The main topic on the agenda was the elaboration of a strategic roadmap for the forum covering the next five years. Besides continuous benchmarking, best practice sharing and identification of specific risk areas on container ships, the agreed strategy includes a long term goal of developing a CSSF standard focusing on Health, Safety, Environmental and Navigational practices for container ships. A working group was established to compile suggestions for an appropriate format and scope of such standard before the next members’ meeting.
Furthermore, the members concluded the final discussions and approved the 2015 CSSF Performance Report. According to the report the CSSF’s Lost Time Injury Frequency (LTIF, as per OCIMF Definitions) for 2015 was 1.38. The performance report also includes data for the members’ performance during Port State Control (PSC) inspections. The average number of deficiencies per PSC Inspection was 1.08 in 2015 for the CSSF members’ vessels.

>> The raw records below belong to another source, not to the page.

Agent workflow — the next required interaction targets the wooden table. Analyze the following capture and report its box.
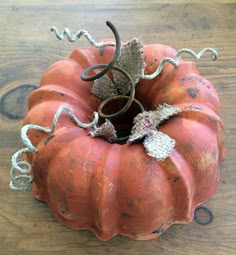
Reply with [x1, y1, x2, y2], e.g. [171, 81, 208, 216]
[0, 1, 235, 254]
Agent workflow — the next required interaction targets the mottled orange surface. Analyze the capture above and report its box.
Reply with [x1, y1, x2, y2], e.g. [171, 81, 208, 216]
[24, 43, 225, 240]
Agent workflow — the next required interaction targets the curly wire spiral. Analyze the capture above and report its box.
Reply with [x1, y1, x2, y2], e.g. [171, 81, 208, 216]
[142, 47, 218, 80]
[10, 105, 99, 191]
[50, 26, 115, 47]
[51, 23, 218, 81]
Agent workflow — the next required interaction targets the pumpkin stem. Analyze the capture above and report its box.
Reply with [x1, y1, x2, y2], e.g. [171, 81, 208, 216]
[81, 21, 121, 81]
[80, 22, 146, 143]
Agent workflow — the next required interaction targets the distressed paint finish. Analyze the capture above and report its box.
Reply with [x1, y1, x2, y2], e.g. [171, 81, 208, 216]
[23, 42, 225, 240]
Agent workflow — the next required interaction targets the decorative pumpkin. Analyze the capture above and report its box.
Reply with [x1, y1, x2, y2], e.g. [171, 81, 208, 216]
[10, 21, 225, 240]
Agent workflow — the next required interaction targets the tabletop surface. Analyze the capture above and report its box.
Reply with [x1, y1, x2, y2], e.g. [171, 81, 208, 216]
[0, 1, 236, 254]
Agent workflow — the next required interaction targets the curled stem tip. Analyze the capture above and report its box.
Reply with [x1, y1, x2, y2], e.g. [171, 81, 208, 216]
[81, 21, 121, 82]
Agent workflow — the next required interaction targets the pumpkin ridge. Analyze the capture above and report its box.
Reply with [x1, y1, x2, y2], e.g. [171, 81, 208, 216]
[23, 101, 92, 151]
[172, 102, 222, 132]
[32, 126, 88, 201]
[147, 74, 218, 112]
[28, 85, 95, 113]
[173, 102, 225, 160]
[161, 117, 221, 205]
[142, 44, 178, 77]
[89, 143, 121, 240]
[160, 149, 195, 223]
[40, 58, 101, 111]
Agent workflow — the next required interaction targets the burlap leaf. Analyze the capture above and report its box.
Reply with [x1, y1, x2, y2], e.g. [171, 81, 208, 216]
[89, 119, 117, 142]
[128, 103, 181, 143]
[150, 103, 181, 126]
[128, 111, 155, 143]
[143, 130, 175, 160]
[112, 38, 145, 95]
[91, 75, 118, 100]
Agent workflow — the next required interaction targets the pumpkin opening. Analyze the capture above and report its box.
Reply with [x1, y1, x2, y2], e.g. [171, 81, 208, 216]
[100, 97, 143, 144]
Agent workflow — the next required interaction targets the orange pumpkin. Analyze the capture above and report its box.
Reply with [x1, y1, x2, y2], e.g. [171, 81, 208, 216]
[19, 24, 225, 240]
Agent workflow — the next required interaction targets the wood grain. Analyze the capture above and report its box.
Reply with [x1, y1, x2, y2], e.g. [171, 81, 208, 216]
[0, 1, 235, 254]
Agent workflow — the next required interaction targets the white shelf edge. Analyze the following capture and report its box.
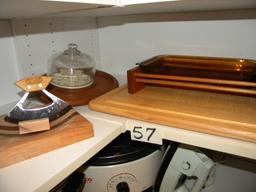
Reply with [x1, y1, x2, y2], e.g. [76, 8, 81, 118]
[0, 107, 123, 192]
[85, 108, 256, 160]
[44, 0, 120, 6]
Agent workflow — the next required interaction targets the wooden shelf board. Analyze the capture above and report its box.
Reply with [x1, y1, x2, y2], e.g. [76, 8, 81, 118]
[89, 85, 256, 143]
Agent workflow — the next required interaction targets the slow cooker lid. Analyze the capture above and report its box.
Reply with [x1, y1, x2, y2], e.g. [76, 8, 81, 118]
[88, 132, 160, 166]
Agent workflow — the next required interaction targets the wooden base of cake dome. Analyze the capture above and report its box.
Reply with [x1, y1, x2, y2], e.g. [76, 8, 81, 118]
[46, 70, 119, 106]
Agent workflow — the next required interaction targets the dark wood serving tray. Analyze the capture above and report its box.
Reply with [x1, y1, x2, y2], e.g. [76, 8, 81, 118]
[46, 70, 119, 106]
[128, 55, 256, 95]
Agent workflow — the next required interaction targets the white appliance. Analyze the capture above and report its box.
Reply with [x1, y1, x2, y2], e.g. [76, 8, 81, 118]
[155, 144, 215, 192]
[83, 132, 164, 192]
[82, 132, 215, 192]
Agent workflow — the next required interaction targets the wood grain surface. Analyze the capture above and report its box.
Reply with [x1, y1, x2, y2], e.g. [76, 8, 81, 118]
[135, 78, 256, 96]
[134, 72, 256, 87]
[0, 112, 94, 168]
[46, 70, 119, 106]
[130, 55, 256, 95]
[89, 85, 256, 143]
[16, 76, 52, 92]
[18, 118, 50, 134]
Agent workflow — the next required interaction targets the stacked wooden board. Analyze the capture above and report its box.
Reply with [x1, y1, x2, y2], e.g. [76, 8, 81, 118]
[0, 112, 94, 168]
[89, 85, 256, 143]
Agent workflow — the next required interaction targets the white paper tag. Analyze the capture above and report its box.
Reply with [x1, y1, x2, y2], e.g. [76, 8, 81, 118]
[125, 120, 162, 145]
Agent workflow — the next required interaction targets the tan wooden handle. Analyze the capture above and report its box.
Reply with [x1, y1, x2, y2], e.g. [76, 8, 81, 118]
[136, 78, 256, 96]
[163, 57, 241, 65]
[16, 76, 53, 92]
[134, 73, 256, 87]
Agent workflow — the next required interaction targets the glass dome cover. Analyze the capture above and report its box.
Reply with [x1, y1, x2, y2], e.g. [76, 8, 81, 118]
[49, 43, 95, 89]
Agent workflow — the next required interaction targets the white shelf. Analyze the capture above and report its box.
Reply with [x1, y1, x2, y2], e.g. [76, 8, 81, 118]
[1, 0, 256, 19]
[85, 106, 256, 160]
[126, 119, 256, 160]
[77, 107, 256, 161]
[1, 104, 256, 192]
[0, 106, 124, 192]
[0, 0, 116, 19]
[63, 0, 256, 18]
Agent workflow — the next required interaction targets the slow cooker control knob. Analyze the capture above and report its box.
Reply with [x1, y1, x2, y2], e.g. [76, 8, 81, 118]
[116, 181, 130, 192]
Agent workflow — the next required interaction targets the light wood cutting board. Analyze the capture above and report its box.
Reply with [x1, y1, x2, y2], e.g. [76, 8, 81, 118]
[0, 112, 94, 168]
[89, 85, 256, 143]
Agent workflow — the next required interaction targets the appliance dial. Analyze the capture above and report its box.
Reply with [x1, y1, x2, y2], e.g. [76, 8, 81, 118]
[116, 181, 129, 192]
[107, 173, 137, 192]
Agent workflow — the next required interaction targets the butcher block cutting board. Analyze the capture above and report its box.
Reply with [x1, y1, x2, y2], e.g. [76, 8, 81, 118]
[89, 85, 256, 143]
[0, 112, 93, 168]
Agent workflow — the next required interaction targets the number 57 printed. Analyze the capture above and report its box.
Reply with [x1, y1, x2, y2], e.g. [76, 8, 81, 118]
[125, 120, 163, 145]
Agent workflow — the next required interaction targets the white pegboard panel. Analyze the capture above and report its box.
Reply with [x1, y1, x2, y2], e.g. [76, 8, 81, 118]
[97, 12, 256, 75]
[0, 20, 20, 106]
[11, 17, 100, 78]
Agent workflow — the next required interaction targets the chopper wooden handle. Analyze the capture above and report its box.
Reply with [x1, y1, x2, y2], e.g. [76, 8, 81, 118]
[16, 76, 53, 92]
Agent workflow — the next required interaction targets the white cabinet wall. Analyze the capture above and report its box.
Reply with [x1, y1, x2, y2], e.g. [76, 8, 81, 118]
[0, 17, 100, 106]
[0, 20, 20, 106]
[11, 17, 100, 77]
[1, 9, 256, 105]
[0, 6, 256, 192]
[97, 10, 256, 75]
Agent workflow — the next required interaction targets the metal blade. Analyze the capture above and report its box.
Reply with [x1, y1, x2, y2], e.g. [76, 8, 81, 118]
[8, 89, 72, 123]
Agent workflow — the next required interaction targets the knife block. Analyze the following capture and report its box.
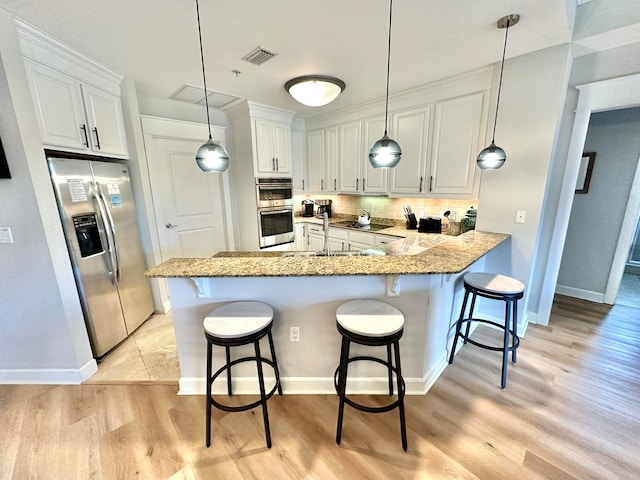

P&I Club Skuld Hamburg and the law firm Fleet Hamburg supported the meeting with a lecture on legal implications of communicating “lessons learnt” from incidents. They also hosted a dinner for the CSSF Members after the first meeting day.
The Forum plans to hold its second biannual Members’ Meeting in Limassol (Cyprus) in November 2016 for two days. Traditionally one day will be open for interested representatives from Container Shipping Companies to participate as observers.
Launched in 2014, the Container Ship Safety Forum (CSSF) is a global business-to-business network aiming to improve safety performance and management practices in the container shipping industry. In order to achieve this, CSSF members collaborate through measurement, reporting and benchmarking as well as sharing best practices and engaging with industry stakeholders.
As of January 2016 the CSSF represents one third of the TEU Capacity of the global container ship fleet.